The health system is complex. And when a patient has a serious illness like a stroke, navigating the road back to health can involve a lot of different stops along the way.
That’s where Julie Weir comes in. Julie is in a relatively new position, as a navigator for stroke patients as they move through different parts of the health system.
Her behind-the-scenes work is vitally important as she helps arrange connections that get people to rehabilitation or community services faster. Julie also meets with patients to help them understand what the next steps in recovery will be.
Her passion is making sure patients get the care they need at whatever stage they’re at in their recovery. A commitment across the region to improve stroke care is a big help to Julie’s work.
How long have you worked in stroke care?
I have been working as an occupational therapist for 17 years (all at GRH) with almost 15 years in stroke care. I worked clinically as the OT on the acute stroke unit for 11 years. I also spent time in the outpatient neuro rehab clinic, intensive care and on the inpatient rehab unit as a student. I have been in my current role as stroke navigator for almost three years.
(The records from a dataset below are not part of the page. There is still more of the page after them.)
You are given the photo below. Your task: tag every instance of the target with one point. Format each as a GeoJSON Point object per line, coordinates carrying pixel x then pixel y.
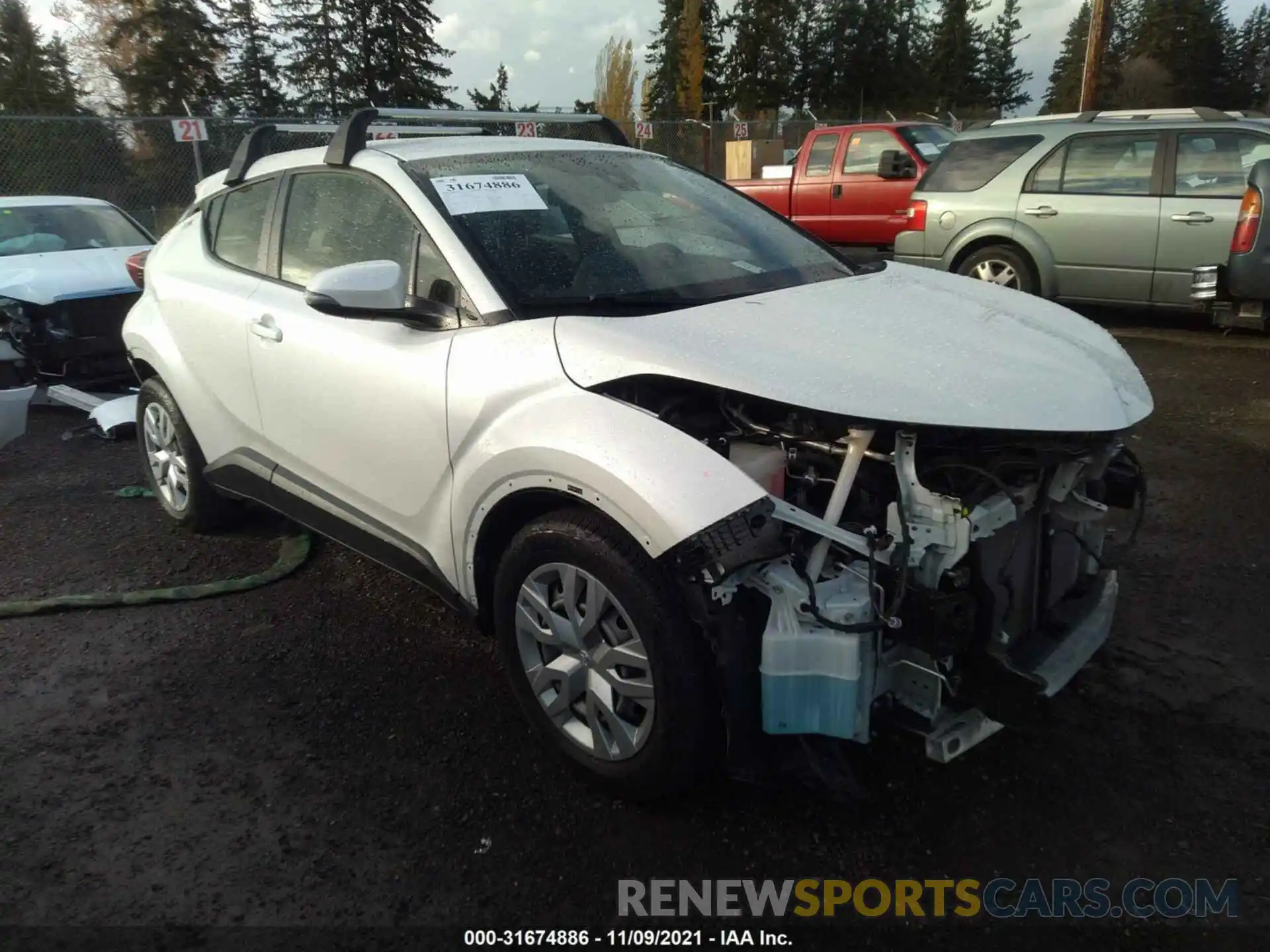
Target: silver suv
{"type": "Point", "coordinates": [1101, 207]}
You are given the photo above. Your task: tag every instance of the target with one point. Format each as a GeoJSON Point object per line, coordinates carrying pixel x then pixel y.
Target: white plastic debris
{"type": "Point", "coordinates": [114, 413]}
{"type": "Point", "coordinates": [13, 413]}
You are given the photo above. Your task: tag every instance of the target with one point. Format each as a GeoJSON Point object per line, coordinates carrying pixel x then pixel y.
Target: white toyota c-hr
{"type": "Point", "coordinates": [705, 481]}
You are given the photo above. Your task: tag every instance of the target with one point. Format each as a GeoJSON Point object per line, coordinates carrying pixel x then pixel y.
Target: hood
{"type": "Point", "coordinates": [905, 344]}
{"type": "Point", "coordinates": [60, 276]}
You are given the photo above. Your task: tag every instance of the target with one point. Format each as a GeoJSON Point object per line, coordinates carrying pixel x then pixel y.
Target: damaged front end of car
{"type": "Point", "coordinates": [75, 340]}
{"type": "Point", "coordinates": [939, 580]}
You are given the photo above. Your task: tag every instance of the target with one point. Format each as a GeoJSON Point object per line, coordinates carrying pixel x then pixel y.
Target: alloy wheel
{"type": "Point", "coordinates": [165, 457]}
{"type": "Point", "coordinates": [586, 662]}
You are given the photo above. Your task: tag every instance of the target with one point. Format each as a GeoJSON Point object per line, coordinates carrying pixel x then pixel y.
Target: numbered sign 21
{"type": "Point", "coordinates": [190, 130]}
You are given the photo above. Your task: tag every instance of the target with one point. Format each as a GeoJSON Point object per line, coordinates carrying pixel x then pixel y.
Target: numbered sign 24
{"type": "Point", "coordinates": [190, 130]}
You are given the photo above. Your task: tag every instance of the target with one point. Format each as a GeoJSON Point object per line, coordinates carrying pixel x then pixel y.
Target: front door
{"type": "Point", "coordinates": [810, 204]}
{"type": "Point", "coordinates": [356, 409]}
{"type": "Point", "coordinates": [869, 210]}
{"type": "Point", "coordinates": [1202, 205]}
{"type": "Point", "coordinates": [1095, 204]}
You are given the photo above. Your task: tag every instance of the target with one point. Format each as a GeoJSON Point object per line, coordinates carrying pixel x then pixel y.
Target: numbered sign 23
{"type": "Point", "coordinates": [190, 130]}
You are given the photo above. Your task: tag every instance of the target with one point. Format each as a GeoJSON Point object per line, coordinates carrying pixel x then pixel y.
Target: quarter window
{"type": "Point", "coordinates": [1217, 164]}
{"type": "Point", "coordinates": [864, 151]}
{"type": "Point", "coordinates": [241, 223]}
{"type": "Point", "coordinates": [820, 160]}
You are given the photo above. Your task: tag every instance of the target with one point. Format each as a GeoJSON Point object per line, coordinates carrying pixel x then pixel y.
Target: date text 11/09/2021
{"type": "Point", "coordinates": [619, 938]}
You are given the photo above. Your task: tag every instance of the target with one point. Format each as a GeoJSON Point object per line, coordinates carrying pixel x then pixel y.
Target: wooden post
{"type": "Point", "coordinates": [1094, 48]}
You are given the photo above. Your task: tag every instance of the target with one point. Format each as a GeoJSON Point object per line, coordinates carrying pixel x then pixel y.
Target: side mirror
{"type": "Point", "coordinates": [360, 290]}
{"type": "Point", "coordinates": [897, 164]}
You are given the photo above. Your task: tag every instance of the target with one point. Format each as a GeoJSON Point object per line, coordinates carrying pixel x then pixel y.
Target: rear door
{"type": "Point", "coordinates": [810, 205]}
{"type": "Point", "coordinates": [869, 210]}
{"type": "Point", "coordinates": [1095, 204]}
{"type": "Point", "coordinates": [1205, 183]}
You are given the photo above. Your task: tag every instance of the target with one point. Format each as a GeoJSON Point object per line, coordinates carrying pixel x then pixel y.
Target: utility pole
{"type": "Point", "coordinates": [1094, 48]}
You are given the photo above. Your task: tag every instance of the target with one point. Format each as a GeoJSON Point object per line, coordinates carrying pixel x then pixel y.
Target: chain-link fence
{"type": "Point", "coordinates": [140, 165]}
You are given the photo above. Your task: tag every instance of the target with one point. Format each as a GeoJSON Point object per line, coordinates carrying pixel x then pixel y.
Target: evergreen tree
{"type": "Point", "coordinates": [956, 55]}
{"type": "Point", "coordinates": [1251, 87]}
{"type": "Point", "coordinates": [252, 81]}
{"type": "Point", "coordinates": [317, 59]}
{"type": "Point", "coordinates": [178, 50]}
{"type": "Point", "coordinates": [757, 74]}
{"type": "Point", "coordinates": [672, 63]}
{"type": "Point", "coordinates": [1064, 95]}
{"type": "Point", "coordinates": [26, 77]}
{"type": "Point", "coordinates": [1187, 38]}
{"type": "Point", "coordinates": [1002, 79]}
{"type": "Point", "coordinates": [411, 59]}
{"type": "Point", "coordinates": [495, 99]}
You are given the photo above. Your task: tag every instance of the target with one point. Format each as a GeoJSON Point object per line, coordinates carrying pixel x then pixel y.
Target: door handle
{"type": "Point", "coordinates": [265, 328]}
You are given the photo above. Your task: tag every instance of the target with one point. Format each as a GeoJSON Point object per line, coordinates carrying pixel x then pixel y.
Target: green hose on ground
{"type": "Point", "coordinates": [292, 553]}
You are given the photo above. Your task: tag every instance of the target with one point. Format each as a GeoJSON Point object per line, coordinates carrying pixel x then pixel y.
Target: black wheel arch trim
{"type": "Point", "coordinates": [247, 474]}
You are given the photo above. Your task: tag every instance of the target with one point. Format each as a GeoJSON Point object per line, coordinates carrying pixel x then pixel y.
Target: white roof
{"type": "Point", "coordinates": [413, 149]}
{"type": "Point", "coordinates": [26, 201]}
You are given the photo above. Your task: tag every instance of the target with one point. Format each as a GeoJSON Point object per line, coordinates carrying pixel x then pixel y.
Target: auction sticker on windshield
{"type": "Point", "coordinates": [466, 194]}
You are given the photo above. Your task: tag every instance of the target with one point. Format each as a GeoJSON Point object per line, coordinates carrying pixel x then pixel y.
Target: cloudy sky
{"type": "Point", "coordinates": [550, 46]}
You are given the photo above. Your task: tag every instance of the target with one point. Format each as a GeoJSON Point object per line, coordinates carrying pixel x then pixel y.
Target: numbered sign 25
{"type": "Point", "coordinates": [190, 130]}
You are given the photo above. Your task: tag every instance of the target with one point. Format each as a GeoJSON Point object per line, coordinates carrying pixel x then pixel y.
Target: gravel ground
{"type": "Point", "coordinates": [339, 749]}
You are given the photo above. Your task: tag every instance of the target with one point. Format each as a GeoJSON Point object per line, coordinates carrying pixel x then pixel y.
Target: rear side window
{"type": "Point", "coordinates": [241, 223]}
{"type": "Point", "coordinates": [1216, 164]}
{"type": "Point", "coordinates": [1111, 165]}
{"type": "Point", "coordinates": [335, 219]}
{"type": "Point", "coordinates": [820, 160]}
{"type": "Point", "coordinates": [969, 164]}
{"type": "Point", "coordinates": [864, 151]}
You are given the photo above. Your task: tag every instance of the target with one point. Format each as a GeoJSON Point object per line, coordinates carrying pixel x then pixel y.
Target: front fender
{"type": "Point", "coordinates": [1006, 230]}
{"type": "Point", "coordinates": [536, 429]}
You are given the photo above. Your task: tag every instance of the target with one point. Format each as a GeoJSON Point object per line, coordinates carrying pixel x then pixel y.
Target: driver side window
{"type": "Point", "coordinates": [335, 219]}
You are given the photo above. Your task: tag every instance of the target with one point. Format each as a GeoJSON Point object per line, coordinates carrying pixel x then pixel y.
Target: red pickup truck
{"type": "Point", "coordinates": [850, 184]}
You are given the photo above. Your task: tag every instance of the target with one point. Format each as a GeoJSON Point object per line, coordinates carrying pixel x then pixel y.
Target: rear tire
{"type": "Point", "coordinates": [175, 463]}
{"type": "Point", "coordinates": [626, 696]}
{"type": "Point", "coordinates": [1000, 264]}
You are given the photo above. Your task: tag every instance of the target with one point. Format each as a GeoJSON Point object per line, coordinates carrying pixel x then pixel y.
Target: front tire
{"type": "Point", "coordinates": [175, 463]}
{"type": "Point", "coordinates": [1000, 264]}
{"type": "Point", "coordinates": [603, 658]}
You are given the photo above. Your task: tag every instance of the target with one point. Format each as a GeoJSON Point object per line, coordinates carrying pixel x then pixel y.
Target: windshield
{"type": "Point", "coordinates": [927, 140]}
{"type": "Point", "coordinates": [619, 230]}
{"type": "Point", "coordinates": [65, 227]}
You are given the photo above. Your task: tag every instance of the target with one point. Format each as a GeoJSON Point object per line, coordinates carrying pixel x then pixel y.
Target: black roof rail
{"type": "Point", "coordinates": [1209, 114]}
{"type": "Point", "coordinates": [351, 136]}
{"type": "Point", "coordinates": [249, 151]}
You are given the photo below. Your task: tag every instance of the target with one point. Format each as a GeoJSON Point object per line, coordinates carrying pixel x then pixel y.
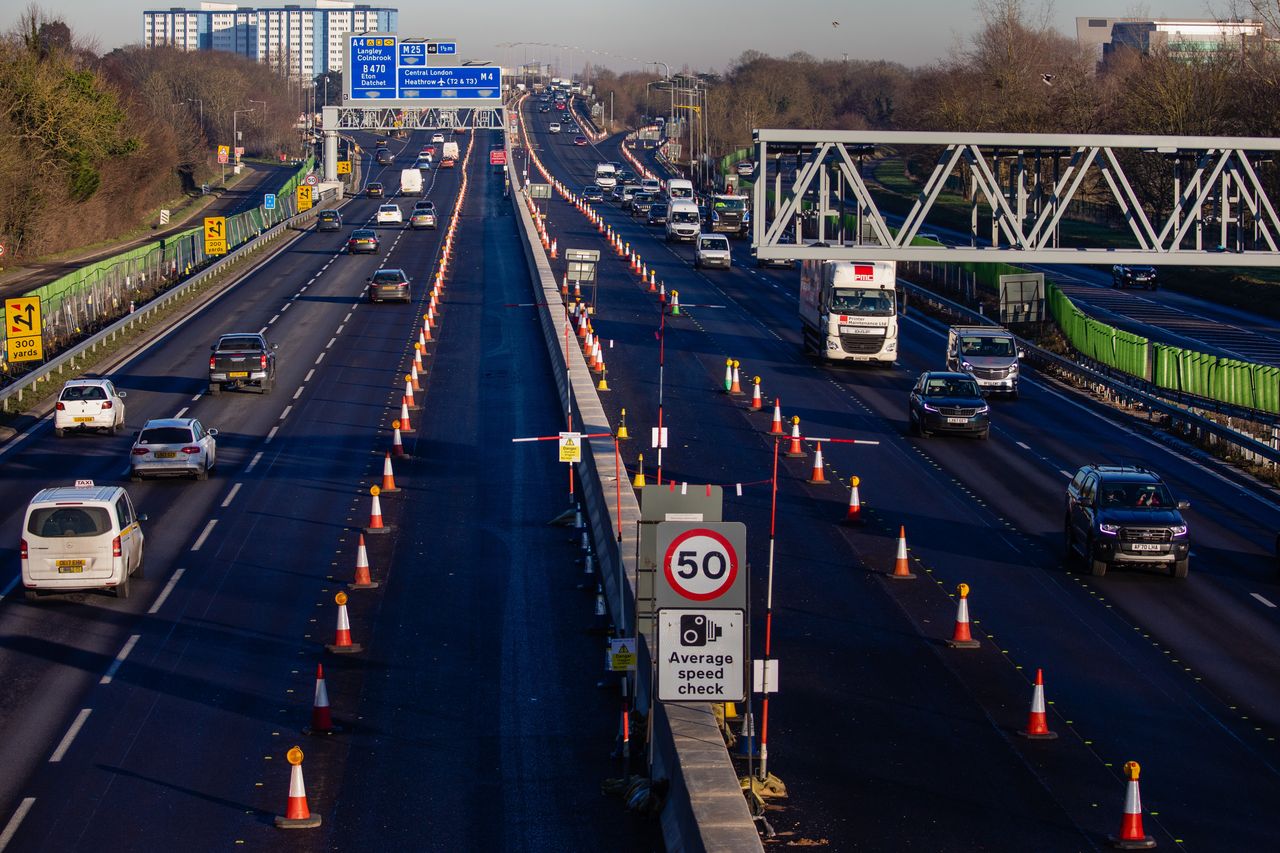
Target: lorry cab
{"type": "Point", "coordinates": [988, 354]}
What does your current role as a stroke navigator involve?
The role of stroke navigator is a systems level position. The main goal is to get patients “the right care, at the right time, in the right place”.
After someone has finished their hospital stay right after a stroke, they need to move to different providers and places to continue their recovery. I help stroke patients in Waterloo Wellington move through this continuum of care - whether it is timely access to services for most acute patients or rehab and community services for those in need of ongoing therapy/support.
I act as a resource to the clinical teams providing stroke care across the region and act as a liaison between all sites in our stroke system. So I do a lot of networking on behalf of patients and families.
Why is this role so important?
We want to provide a system of care that is responsive to the needs of our patients and helps patients to get their health and quality of life back.
In my role I am constantly working to get patients to the most appropriate program or service. I engage in quality improvement initiatives with the teams on an ongoing basis to ensure that our patients are getting the best care possible. In the past, we were not providing patients with the care they needed in the right place or at the right time. My role facilitates this!
What challenges do families face when they first meet you?
Because this is a systems level position, much of the work I do is “behind the scenes”.
When I get directly involved with patients and families directly it is often around their concerns regarding the regional nature of our rehab programs and first bed policy.
I talk with families to help reassure them that we’re doing everything we can to get them the care they need as close to home as possible. I also show them the evidence that faster access to rehabilitation makes a big difference in their recovery.
I also tell them that we work as a team in Waterloo Wellington. Wherever they go for rehabilitative care, they will have access to the same intensity of therapy and access to the same resources when they go home.
When can patients and families expect when working with you?
That I will listen to their concerns and questions if they have any. That I can be a resource for them throughout their stroke recovery journey no matter where they are in their stage of recovery.
What do you love about this job?
As a front line clinician for a number of years I had frustration with the system – patients waiting too long in acute care for rehab, not having timely access to outpatient therapy. In my role now I get to have on impact on the system and make a positive change!
There’s been a lot of change to improve the stroke system in Waterloo Wellington. Patients and families are benefiting, and I’m really happy to play a part in making things better.